Data protection misunderstandings in court

There is something that distinguishes those who have practised data protection law for more than five years and those who have come to it more recently. The former are in possession of a secret. It is this: GDPR did not change the fundamentals of data protection.

Look at the keystones of the law – the data protection principles in Schedule One of the Data Protection Act of 1998 (the prior law) and in Article 5 UK GDPR (the current). They are effectively identical. And in fact, they have barely changed from the principles in the 1984 Data Protection Act, and those in the Council of Europe Data Protection Convention 108 of 1981.

Yet even in the courts one still sees from time to time the misconception that the GDPR rights and obligations were something fundamentally new.

An example is a recent case in the Employment Appeal Tribunal. The details of the case are not important for this post, but what is relevant is that the claimant employee argued that information about his previous employment history at the respondent employer (from 2008-2011) should not have been allowed in evidence. One argument in support of this was that the lengthy retention of this information was in breach of the employer’s data protection obligations (and the claimant had received correspondence from the Information Commissioner’s Office broadly agreeing with this).

But in response to this argument the respondent employer asserted that

Prior to [GDPR coming into effect on 25 May 2018] there was no right to erase. Accordingly, the period during which the respondent should arguably have taken steps to delete data was around nine months from this point until 28 February 2019.

This fails to recognise that, even if there was no express right to erasure prior to GDPR (n.b. there was certainly an implied right, as the European Court of Justice found in Google Spain) there was certainly an obligation on a data controller employer not to retain personal data for longer than was necessary (see paragraph 5 Schedule One to the 1998 Act).

The judge, however, accepted the respondent’s argument (although in all fairness to her she does point out that neither party took her to the legislation or the case law):

I accept that the ICO’s reference to retention being likely to breach data protection requirements, was (at its highest) concerned with the nine month period between the GDPR coming into effect and the claimant indicating an intention to commence litigation

That is not what the the quoted correspondence (at paragraph 17) from the ICO said, and it is not a correct statement of the law.

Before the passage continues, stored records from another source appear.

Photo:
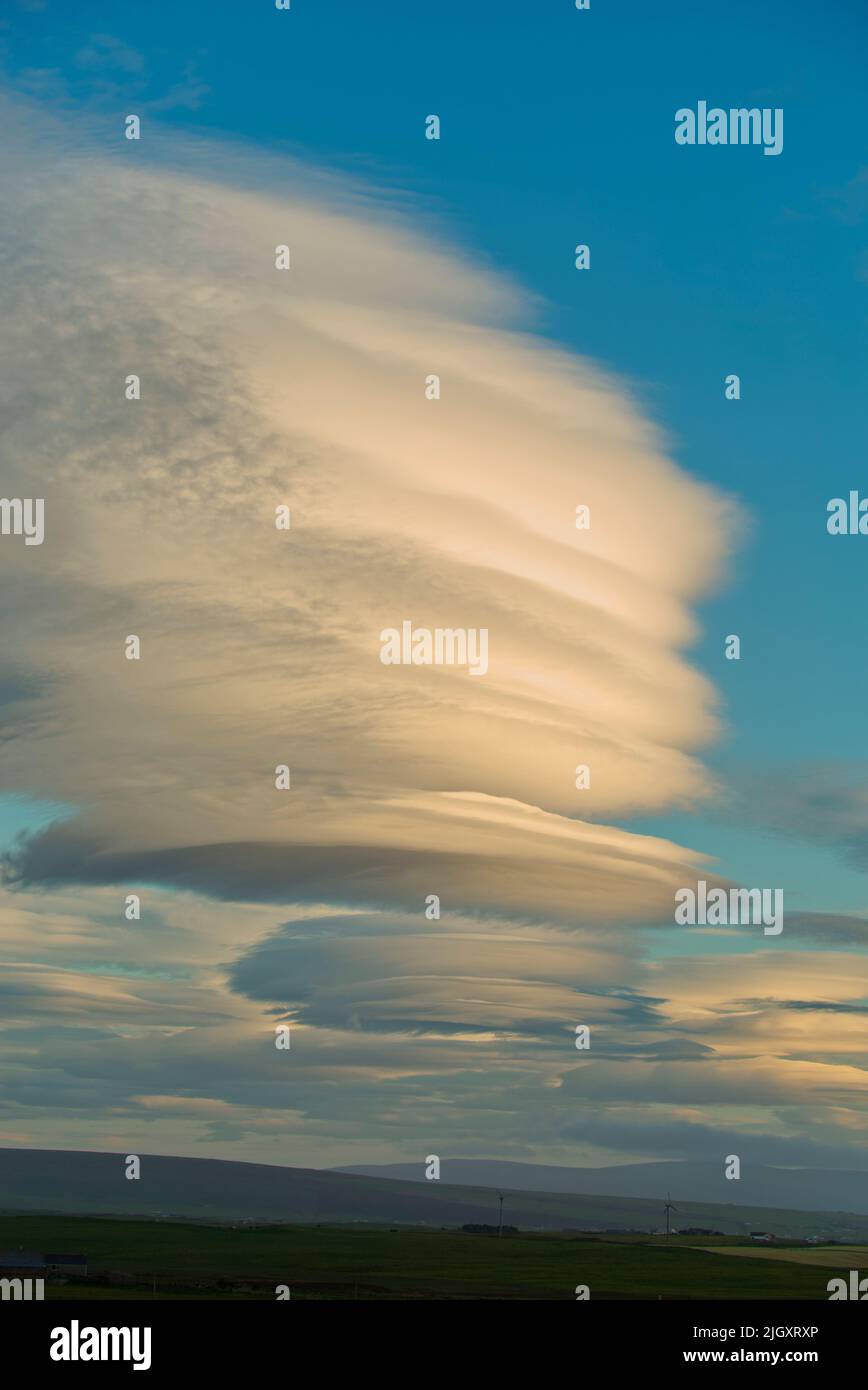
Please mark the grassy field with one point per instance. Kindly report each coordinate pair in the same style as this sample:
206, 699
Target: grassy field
169, 1260
832, 1257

If the period of retention of the data was excessive, there is no reason to say it was not in contravention of the prior law, as well as GDPR.

Ultimately, it is doubtful that this would have made much difference. As often in such proceedings, the relevance of the information to the matter was key:

in so far as the Respondent was in breach of data protection law for the nine month period I have referred to, it does not follow from this that the documentation was inadmissible in the [Employment Tribunal] proceedings

But one wonders if the judge might have taken a slightly different view of, instead, she had found that the Respondent was in fact in breach of data protection law for several years (rather than just nine months).

The views in this post (and indeed most posts on this blog) are my personal ones, and do not represent the views of any organisation I am involved with.